Gurugram emerges as preferred coworking hub
Thoughtful design, colourful interiors, flexible timings, lower cost of operations and, most importantly, freedom from the mundane and costly job of maintaining a traditional office has ensured that co-working spaces are becoming the go-to option for individuals and firms looking to rent space in Gurugram as well as cities across the country. While the initial fillip to this segment was given by start-ups, freelancers and professionals, the demand is now increasingly being fuelled by medium and large corporates, say most Gurugram-based operators.
Clients are increasingly finding these offices more economical, they like the idea of zero maintenance, and their employees love it for the freedom and choices these spaces offer, they further add.
Across the country, Delhi-NCR, after Bengaluru and Chennai, has shown the third-highest increase in flexible office space, as large deals in 2018 took the coworking share from 4% to 9% of the total in office-leasing space in the region, states a report released by real estate consultant JLL on June 28.
Gurugram has also emerged as the most preferred location for flexible workspace operators in Delhi-NCR—64% of new leases in 2018 were made here, according to Colliers, another real estate consultancy firm.

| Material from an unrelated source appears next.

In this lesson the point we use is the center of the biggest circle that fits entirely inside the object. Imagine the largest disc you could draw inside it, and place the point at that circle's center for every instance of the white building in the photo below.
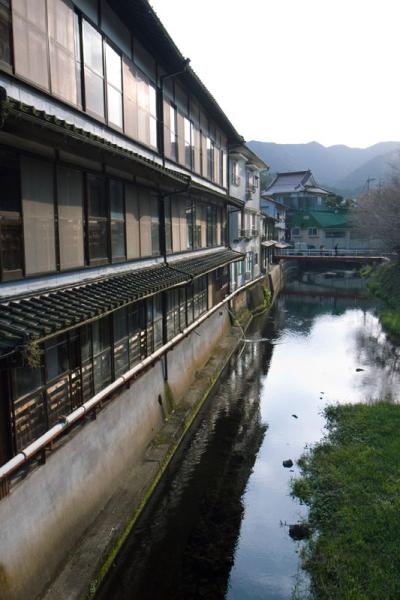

Pan-India data shared by JLL reveals that cumulative space released by coworking firms in the last two years has doubled from 2017 to 2018 and is expected to increase in 2019 in Grade A buildings. In 2017, 1.9 million sq ft was leased by coworking spaces; in 2018 it was 3.9 million sq ft; and in the first quarter of 2019, the flexible working space has added 1.1 million sq ft area to the already existing space.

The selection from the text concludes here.